RFC 27: Improved Supporting Data File Options

Author: Frank Warmerdam

Contact: warmerdam@pobox.com

Status: Development

Summary

Currently GDAL depends on a variety of supporting data files from the gdal data directory. The largest part of these are coordinate system dictionaries from EPSG and other sources. It also includes S-57 dictionaries, seed DGN and DXF files, and project logos. Uncompressed it currently comes to roughly 1.8MB and it is expected to grow as additional dictionaries are added (for PCI and IAU coordinate systems for instance).

It has also been a frequent problem at run time to find the data files when they are installed in unusual locations.

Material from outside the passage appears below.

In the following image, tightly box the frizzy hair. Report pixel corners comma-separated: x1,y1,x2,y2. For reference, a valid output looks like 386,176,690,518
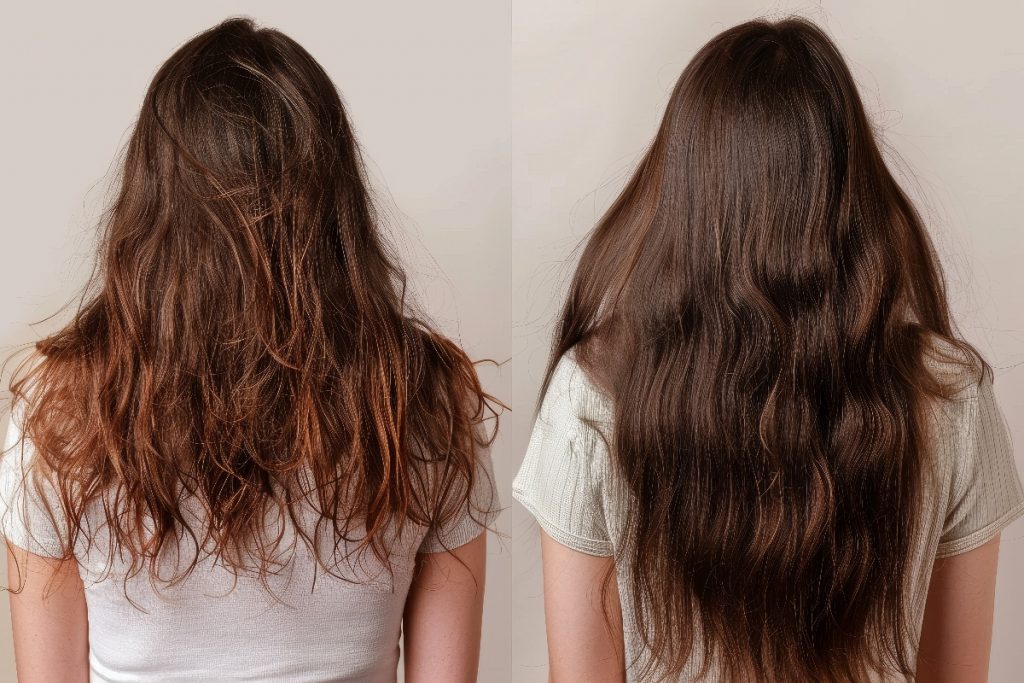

This RFC aims to overhaul support file handling with two new major features.

  1. The ability to read from compressed data files to reduce the disk footprint of GDAL.

  2. The ability to embed the data files with the GDAL DLL or shared library to remove the "finding" problem.

CPL CSV Access via VSI*L

The large majority of the support data file access is via the CPL CSV API (gdal/port/cpl_csv.cpp). Finding support data files is done via CPLFindFile(). It turns out these functions are still using the old VSI API which does not support special handlers (like /vsizip/), or in at least one case direct fopen() calls. So the first stage of this RFC is to convert these functions to all use the VSI*L API. A patch has been prepared that demonstrates the bulk of the required changes. With this patch it is possible to access files from a GDAL_DATA setting like /vsizip//home/warmerda/gdal/data/gdaldata.zip.

Note that we are explicitly changing the contract about the nature of the FILE* passed to functions like CSVReadParseLine() (real FILE* vs. VSIL style FILE). It is possible, though relatively unlikely that application code, or private driver implementations will be using the SV functions and will need to be changed. This change should be noted in the GDAL 1.8 release notes.

It is also unclear if there will be bad interactions with the cpl_csv implementation embedded in libgeotiff in some situations, such as when using libgeotiff as an external library. Some review will be needed.

Another point to investigate is what the performance impact of doing all the file finding through the VSI*L API will be.